How to calculate the ground track of the Moon's position on the Earth's surface?

Question

I would like to project the Moon's position on to the surface of the Earth, starting with its position expressed as Right Ascension in degrees.

I know that the declination of the Moon corresponds to the terrestrial latitude but how can I "convert" the right ascension of the moon to find my longitude?

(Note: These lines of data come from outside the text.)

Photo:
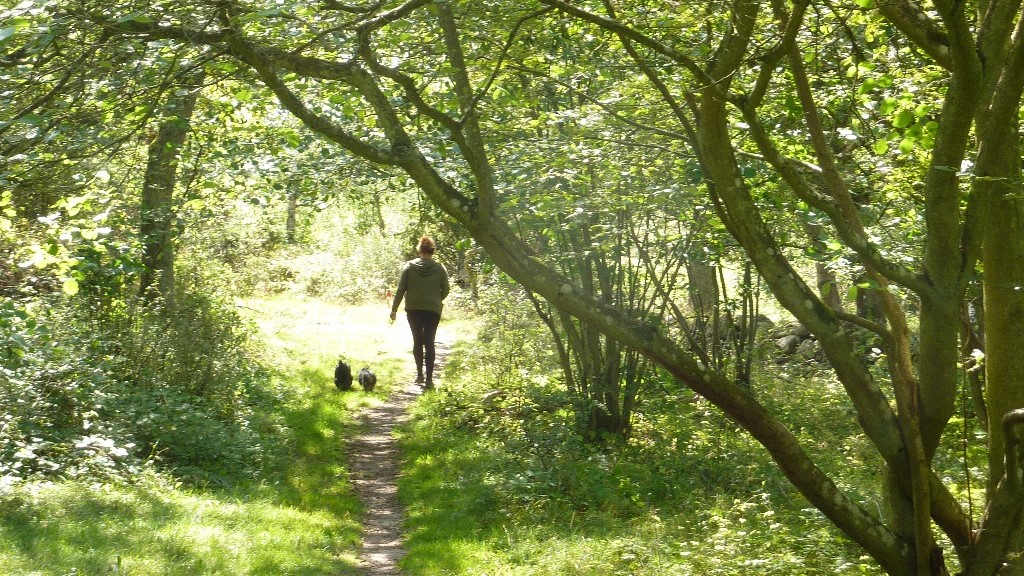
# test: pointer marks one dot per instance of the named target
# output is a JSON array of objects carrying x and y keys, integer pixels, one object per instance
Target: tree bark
[{"x": 157, "y": 211}]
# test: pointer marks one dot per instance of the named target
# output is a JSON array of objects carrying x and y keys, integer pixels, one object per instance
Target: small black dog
[
  {"x": 343, "y": 376},
  {"x": 367, "y": 379}
]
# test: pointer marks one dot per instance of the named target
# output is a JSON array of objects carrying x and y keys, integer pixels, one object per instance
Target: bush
[{"x": 99, "y": 388}]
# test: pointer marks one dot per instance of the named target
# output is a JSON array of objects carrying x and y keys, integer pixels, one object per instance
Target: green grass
[
  {"x": 497, "y": 489},
  {"x": 299, "y": 518}
]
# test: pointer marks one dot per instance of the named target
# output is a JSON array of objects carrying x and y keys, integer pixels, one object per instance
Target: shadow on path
[{"x": 374, "y": 466}]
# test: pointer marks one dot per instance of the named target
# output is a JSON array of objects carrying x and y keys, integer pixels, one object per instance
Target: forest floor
[{"x": 374, "y": 465}]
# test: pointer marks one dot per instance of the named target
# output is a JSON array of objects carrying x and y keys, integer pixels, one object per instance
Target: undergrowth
[{"x": 500, "y": 482}]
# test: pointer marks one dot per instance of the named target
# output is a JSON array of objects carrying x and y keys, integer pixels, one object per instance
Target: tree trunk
[{"x": 157, "y": 211}]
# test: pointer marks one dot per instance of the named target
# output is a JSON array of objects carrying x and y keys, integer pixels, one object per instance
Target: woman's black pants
[{"x": 424, "y": 324}]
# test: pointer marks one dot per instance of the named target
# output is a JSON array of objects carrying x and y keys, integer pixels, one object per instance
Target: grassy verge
[{"x": 299, "y": 518}]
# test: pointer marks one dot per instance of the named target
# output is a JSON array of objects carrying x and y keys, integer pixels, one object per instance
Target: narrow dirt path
[{"x": 374, "y": 465}]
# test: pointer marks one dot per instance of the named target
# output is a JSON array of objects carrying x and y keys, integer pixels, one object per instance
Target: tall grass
[
  {"x": 296, "y": 516},
  {"x": 497, "y": 481}
]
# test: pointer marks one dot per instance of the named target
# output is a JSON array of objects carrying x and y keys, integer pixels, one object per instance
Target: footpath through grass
[{"x": 300, "y": 518}]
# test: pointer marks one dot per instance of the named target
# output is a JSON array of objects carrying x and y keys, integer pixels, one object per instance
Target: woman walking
[{"x": 424, "y": 285}]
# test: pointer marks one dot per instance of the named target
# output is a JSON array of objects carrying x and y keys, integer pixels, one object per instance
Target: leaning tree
[{"x": 846, "y": 112}]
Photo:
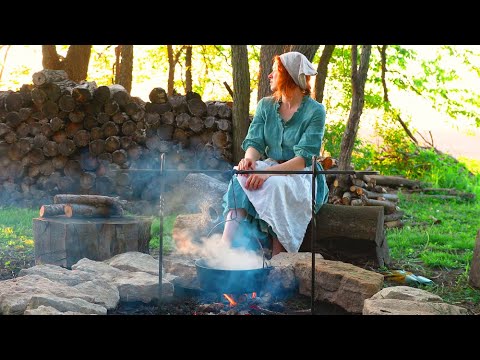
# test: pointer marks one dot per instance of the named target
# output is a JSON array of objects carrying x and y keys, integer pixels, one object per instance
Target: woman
[{"x": 288, "y": 130}]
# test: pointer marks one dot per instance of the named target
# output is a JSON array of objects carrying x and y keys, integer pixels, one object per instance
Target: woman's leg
[
  {"x": 234, "y": 216},
  {"x": 277, "y": 247}
]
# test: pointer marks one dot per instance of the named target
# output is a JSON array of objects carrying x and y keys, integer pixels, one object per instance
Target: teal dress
[{"x": 274, "y": 138}]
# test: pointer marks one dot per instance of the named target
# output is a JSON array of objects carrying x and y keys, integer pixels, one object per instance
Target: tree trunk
[
  {"x": 359, "y": 77},
  {"x": 241, "y": 98},
  {"x": 75, "y": 63},
  {"x": 188, "y": 69},
  {"x": 123, "y": 76},
  {"x": 172, "y": 61},
  {"x": 322, "y": 71},
  {"x": 267, "y": 52}
]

I'm not an astronomer, so I'm hoping for a fairly simple answer.

EDIT

My friend used this formula a long time ago:

For the time at which I want to calculate the longitude,

time_hrs = hours + minutes / 60  

then using right ascension of Sun,

delta_x = time_hrs * 15 + right_ascension_sun - 180;

The coordinates of the Moon's ground track at this time are then:

longitude = Right_ascension_moon - delta_x;
latitude  = Declination_of_moon

but i don't know if is correct, or how precise it will be.

Answer 1

Given a date and time, the position of the Moon can be calculated to provide the declination and right ascension. The sub-point of the Moon (the point on the Earth at which the Moon is at the zenith) is as follows:

• latitude = declination of the Moon
• longitude can be found by calculating the local mean sidereal time (LMST) that equals the Moon's right ascension. (LMST dependents on the date, time, and longitude.) Everything is known except for the longitude.

Accurate Method (using GMST)

Calculate the Local Mean Sidereal Time (LMST) from $LMST=GMST+long_{east}$, where GMST is the Greenwich Mean Sidereal Time and $long_{east}$ is the longitude with positive values in the eastern hemisphere. From the post Local Sidereal Time, $\mathit{GMST}_{\text{deg}} = 100.4606184 + 0.9856473662862 D + 15 H $ where D is the number of days (including the fraction of days) from J2000 (Jan 1, 2000 at 12 h UT = Julian Day 2,451,545.0) and H is the Universal Time (UT) in hours.

For example, at H=17 hour UT on Nov 1, 2000, I calculate the following values: $$ RA_{Moon}=18h\;49m\;35s = 282.400° \\ Julian Day = 2,451,850.208 \\ \therefore D=2,451,850.208 - 2,451,545=305.209 \\ \therefore GMST = 296.288° \\ $$ Then $$ RA_{Moon}=LMST=GMST+long_{East} \\ 282.400=296.288+long_{East} \\ \therefore long_{East}=-13.888° $$

Approximate Method (using Sun's position)

Your method of using the Sun's right ascension assumes that the Sun is over 0° longitude at 12 h UT. Written as a formula and allowing for different times and longitudes, it would be $LMST=RA_{sun}+15(Time \;in \;UT - 12h)+long_{east}$. Setting this LMST to the right ascension of the Moon gives the following:

$$ RA_{Moon}=LMST=RA_{sun}+15(Time \;in \;UT - 12h)+long_{east} \\ \therefore long_{East}=RA_{moon}-RA_{sun}-15(Time \;in \;UT - 12h) $$

The reason this is an approximation is because of the following:

1. The Sun is not at 0° longitude at 12:00:00 UT everyday because of the Equation of Time. The Sun can be off by up to 16 minutes of time (which is equivalent to 4° of longitude).
2. The term 15(Time in UT - 12h) should be 15*1.002738*(Time in UT - 12 h), but this difference is small compared to the first approximation.

Continuing the example of Nov 1, 2000, I calculate the following: $$ RA_{sun}=14h\;28m\;46s = 217.19° \\ long_{East}=RA_{moon}-RA_{sun}-15(Time \;in \;UT - 12h) \\ long_{East}=282.400-217.19-15(17-12) \\ \therefore long_{East}=-9.79° $$

This is different by 4° because I chose Nov 1 since it is close to the date of the largest Equation of Time.

Likewise, if you wanted to calculate the sub-point of the Sun, it would be better to use the GMST and the Sun's right ascension by solving for the longitude from $RA_{sun}=LMST=GMST+long_{East}$.